With a revival in the FMCG industry, a shift towards larger pack sizes is likely. For now, urban, rural, and traditional trade see an upward movement in terms of average pack size growth, but it still remains negative. Modern trade continues showing further decline in average pack size growth.  

Average pack size growth remains negative across markets & deepens further in Modern Trade

Non-food recovers, food continues to be prioritized

At an all India level, food continues to witness a high consumption growth of 4.3% in Q1 2023, compared to 1.6% in Q4 2022. While staples drove growth for food, home care categories led the consumption growth for non-foods after 6 consecutive quarters in decline.  

Despite an improvement in Q4 2022, habit-forming categories continue to decline as double-digit price growth continues within the sub-category. Growth for personal care categories also stay negative as consumers continue to rationalize their overall spending within non-food, particularly in home care and personal care categories. 

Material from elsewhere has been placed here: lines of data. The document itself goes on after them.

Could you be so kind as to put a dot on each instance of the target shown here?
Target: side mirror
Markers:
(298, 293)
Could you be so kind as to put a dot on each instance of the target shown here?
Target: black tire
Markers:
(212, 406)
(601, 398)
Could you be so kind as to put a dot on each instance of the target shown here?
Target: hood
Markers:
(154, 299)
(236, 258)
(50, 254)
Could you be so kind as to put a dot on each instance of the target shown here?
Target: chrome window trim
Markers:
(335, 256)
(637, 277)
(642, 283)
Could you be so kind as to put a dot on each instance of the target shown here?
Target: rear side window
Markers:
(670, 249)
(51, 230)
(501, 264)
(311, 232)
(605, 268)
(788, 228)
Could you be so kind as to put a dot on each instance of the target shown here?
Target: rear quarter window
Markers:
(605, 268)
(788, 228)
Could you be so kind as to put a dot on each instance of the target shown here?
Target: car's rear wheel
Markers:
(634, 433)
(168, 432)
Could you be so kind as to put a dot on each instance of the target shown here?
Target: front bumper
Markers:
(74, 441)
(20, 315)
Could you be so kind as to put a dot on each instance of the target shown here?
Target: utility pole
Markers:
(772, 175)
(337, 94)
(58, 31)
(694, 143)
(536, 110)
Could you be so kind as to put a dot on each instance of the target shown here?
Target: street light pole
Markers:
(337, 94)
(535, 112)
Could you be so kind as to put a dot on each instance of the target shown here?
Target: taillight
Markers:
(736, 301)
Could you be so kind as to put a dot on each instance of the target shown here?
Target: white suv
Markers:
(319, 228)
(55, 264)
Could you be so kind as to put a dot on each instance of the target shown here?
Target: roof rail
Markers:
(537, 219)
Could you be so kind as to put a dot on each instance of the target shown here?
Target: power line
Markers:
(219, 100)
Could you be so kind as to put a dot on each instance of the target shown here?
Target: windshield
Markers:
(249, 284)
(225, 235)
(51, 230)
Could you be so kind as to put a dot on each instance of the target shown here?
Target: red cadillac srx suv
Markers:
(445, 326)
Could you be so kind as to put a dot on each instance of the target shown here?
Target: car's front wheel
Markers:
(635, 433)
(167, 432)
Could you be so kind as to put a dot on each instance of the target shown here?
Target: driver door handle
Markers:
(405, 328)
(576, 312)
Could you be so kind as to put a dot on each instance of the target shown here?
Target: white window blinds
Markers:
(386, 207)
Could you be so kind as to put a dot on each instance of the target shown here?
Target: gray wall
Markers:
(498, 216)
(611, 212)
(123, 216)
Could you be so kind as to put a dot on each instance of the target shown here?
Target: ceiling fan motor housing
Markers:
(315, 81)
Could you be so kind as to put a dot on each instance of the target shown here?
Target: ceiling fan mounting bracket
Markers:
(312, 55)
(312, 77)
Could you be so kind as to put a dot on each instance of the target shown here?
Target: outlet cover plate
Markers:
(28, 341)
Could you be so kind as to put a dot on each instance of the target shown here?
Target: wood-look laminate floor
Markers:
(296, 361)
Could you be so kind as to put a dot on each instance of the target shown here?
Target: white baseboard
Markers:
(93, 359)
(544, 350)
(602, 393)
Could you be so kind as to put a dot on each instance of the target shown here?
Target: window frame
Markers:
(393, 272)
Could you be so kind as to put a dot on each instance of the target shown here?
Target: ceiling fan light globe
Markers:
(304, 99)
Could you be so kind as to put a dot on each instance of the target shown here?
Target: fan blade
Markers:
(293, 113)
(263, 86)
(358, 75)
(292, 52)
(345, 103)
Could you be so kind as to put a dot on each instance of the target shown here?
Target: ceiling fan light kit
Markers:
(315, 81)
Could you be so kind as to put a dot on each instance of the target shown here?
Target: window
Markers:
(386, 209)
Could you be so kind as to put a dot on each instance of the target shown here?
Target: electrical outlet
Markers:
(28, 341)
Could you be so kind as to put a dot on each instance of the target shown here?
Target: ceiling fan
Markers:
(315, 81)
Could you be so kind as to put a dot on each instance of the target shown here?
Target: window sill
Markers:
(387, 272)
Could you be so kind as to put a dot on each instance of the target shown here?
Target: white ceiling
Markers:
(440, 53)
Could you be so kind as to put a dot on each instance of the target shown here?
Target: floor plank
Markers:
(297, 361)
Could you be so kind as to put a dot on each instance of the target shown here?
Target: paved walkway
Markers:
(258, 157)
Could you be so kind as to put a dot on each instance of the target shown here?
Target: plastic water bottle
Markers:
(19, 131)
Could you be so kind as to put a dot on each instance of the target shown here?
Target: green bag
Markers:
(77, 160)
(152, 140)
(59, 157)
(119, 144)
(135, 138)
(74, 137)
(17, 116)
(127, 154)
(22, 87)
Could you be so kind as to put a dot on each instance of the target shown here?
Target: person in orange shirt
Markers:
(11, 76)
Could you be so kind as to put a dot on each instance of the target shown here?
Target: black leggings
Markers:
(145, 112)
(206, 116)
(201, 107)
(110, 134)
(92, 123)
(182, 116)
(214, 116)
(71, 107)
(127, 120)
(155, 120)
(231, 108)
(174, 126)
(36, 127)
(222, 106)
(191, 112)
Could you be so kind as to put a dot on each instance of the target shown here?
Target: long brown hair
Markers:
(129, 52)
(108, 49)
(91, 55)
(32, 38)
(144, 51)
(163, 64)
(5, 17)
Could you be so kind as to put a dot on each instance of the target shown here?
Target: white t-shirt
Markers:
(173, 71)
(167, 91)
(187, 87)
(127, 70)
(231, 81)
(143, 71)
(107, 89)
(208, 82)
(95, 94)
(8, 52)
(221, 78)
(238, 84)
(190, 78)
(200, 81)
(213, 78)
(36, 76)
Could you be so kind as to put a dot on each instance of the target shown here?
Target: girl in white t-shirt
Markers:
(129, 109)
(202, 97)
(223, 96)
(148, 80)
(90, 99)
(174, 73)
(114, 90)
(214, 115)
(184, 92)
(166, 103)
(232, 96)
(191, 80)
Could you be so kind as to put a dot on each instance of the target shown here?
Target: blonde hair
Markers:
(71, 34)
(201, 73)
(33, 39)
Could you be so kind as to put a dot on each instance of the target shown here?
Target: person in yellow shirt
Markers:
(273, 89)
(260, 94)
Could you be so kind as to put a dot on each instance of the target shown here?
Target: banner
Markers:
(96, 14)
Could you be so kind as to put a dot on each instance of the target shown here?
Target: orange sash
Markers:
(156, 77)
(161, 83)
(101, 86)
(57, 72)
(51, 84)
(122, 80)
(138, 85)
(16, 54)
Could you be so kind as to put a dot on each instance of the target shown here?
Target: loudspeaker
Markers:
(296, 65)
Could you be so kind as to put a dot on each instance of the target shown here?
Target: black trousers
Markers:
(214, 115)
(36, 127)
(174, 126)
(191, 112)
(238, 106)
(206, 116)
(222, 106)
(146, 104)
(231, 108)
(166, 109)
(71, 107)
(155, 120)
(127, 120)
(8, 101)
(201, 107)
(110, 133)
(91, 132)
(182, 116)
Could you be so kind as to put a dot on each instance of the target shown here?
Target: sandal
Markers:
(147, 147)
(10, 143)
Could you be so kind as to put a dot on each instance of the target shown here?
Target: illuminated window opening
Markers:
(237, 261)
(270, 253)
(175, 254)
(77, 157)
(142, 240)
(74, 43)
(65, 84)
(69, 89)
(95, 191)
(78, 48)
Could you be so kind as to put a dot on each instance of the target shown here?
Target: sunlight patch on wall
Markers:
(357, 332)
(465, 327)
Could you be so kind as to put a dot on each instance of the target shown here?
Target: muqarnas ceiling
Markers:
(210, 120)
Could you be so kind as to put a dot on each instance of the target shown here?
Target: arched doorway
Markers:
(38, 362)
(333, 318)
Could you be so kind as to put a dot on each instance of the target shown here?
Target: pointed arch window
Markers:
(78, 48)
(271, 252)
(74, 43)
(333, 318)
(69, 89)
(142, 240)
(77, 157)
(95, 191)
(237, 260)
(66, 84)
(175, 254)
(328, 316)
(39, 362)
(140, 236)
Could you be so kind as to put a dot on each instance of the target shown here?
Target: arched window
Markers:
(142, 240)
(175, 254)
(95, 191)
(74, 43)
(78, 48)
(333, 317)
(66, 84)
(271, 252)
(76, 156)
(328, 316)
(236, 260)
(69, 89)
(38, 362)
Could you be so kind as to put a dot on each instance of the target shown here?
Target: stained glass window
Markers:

At an overall FMCG level, as well as within food, small manufacturers drive the value and consumption growth (volume growth for small manufacturers is 7.2% vs. 3.2% for large manufacturers in food). Within non-food, however, large manufacturers drive growth (Volume growth for large manufacturers is 0.6% vs. -1.8% for small manufacturers). 


India FMCG forecast 

Despite global uncertainties, India’s FMCG market stands tall with a forecast growth of 7%-9% for full year 2023. There are potential headwinds, however, such as inflationary pressure on consumers, low confidence levels, and a high unemployment rate. On the other hand, announcements made in the Union Budget 2023 on agriculture and capex investments, revisions in tax regime, a 6.4% GDP growth forecast by RBI for the next fiscal year, and forecast of normal rainfall could all act as tailwinds.